Разговор явно приобретал опасное направление, но тут глухо грюкнула дверная щеколда и в горницу боком вошел Каравай. Он был одет в мокрый от дождя короткий тулупчик кавалерийского образца и добротную каракулевую папаху. С правой руки Каравая свисала плетеная нагайка, а сапоги были покрыты светлой глинистой грязью. Только теперь и Борзилов и Зоя обратили внимание на движение под окнами штабной избы, лошадиное ржание и громкие разговоры.

Каравай буркнул "здорово всем", вразвалочку подошел к столу и налил себе полный стакан самогона. Затем он обвел присутствующих тяжелым взглядом, влил в себя самогон и закусил луковицей.

- Что?- настороженно спросил Борзилов.

- Рота Бахбаца (это была обидная кличка Якова Потсбаха, которую намертво прикрутили к нему уголовники караваевского эскадрона) к белякам ушла,- сипло сказал Каравай на выдохе.- Вместе с пулеметами.

- Как?!- рявкнул Борзилов.
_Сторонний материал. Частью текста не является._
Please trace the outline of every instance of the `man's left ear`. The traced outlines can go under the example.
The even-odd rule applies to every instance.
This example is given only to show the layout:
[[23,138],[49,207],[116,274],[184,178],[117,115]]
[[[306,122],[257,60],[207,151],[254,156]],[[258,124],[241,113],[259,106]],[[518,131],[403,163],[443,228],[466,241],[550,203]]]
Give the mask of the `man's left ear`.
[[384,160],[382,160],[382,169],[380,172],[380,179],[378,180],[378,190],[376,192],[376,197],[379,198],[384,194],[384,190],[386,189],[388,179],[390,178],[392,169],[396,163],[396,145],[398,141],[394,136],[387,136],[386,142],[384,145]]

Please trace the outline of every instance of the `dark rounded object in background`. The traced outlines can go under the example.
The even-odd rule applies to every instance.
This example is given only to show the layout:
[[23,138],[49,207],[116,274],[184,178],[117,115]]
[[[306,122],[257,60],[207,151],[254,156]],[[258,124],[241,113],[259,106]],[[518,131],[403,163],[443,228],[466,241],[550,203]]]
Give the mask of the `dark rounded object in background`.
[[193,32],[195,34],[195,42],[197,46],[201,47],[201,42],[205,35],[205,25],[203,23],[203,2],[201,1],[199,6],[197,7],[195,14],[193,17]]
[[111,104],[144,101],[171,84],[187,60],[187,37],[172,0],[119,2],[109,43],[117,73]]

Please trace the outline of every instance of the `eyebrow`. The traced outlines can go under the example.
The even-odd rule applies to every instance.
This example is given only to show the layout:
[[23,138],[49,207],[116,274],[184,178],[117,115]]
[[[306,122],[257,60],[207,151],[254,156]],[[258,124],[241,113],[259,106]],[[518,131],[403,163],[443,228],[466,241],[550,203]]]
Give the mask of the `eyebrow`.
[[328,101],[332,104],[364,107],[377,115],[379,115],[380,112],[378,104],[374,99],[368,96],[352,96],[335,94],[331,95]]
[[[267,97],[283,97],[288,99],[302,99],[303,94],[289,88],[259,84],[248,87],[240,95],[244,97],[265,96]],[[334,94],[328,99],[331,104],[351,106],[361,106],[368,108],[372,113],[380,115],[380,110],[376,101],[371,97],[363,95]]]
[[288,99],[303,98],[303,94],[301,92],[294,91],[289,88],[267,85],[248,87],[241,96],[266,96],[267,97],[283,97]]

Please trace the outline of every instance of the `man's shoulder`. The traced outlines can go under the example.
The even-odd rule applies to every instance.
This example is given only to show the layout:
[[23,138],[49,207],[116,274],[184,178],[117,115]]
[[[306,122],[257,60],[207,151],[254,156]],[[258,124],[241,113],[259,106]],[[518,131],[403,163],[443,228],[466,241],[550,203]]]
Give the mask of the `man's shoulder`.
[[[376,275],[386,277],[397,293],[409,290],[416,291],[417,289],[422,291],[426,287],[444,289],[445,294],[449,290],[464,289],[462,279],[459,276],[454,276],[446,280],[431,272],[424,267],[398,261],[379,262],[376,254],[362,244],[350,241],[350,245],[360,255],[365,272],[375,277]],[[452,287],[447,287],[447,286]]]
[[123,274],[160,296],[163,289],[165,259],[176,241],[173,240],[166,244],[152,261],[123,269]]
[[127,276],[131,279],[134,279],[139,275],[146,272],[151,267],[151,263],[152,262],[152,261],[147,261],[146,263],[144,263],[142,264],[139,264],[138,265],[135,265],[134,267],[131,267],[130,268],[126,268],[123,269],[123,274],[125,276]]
Крик был такой силы, что в окнах задрожали стекла, а огонек в лампадке под иконой Николая Угодника начал тревожно колебаться.- А где Бахбац был?!

- Спал собака! Я его арестовал,- сказал Каравай и с любопытством посмотрел на Зою, которая сильно побледнела.

- Убью!- закричал Борзилов и снова обернулся к своему маузеру.- Сам расстреляю!

- Командир, это не дело,- спокойно заметил Каравай.- И патронов на гада жалко тратить. Я так думаю - повесить его перед строем, чтобы остальные бегунки пообсирались со страху. Вот это будет дело.

Борзилов выбрался из-за стола и начал, громко топая сапогами, расхаживать по горнице. Потом он остановился возле иконы Угодника, пристально посмотрел сначала в ясные глаза святого, потом на свой любимый маузер, потом снова в глаза. После этого он обхватил голову руками, как бы в сильном замешательстве, но затем справился с волнением, обернулся к Караваю и почти спокойным голосом спросил:

- Как это случилось? Чего им вздумалось?

- По моим сведениям,- важно сказал Каравай,- вчера они нашли схрон местных с припрятанным продовольствием.

- И много там было продовольствия?- грозно спросил Борзилов.

- Немеряно,- ответил Каравай без смущения.- И крупа, и мука, и вяленое мясо, и соленые огурцы. Здоровенный схрон они ночью взяли, командир, а дисциплина у Бахбаца в роте ты и сам знаешь какая была.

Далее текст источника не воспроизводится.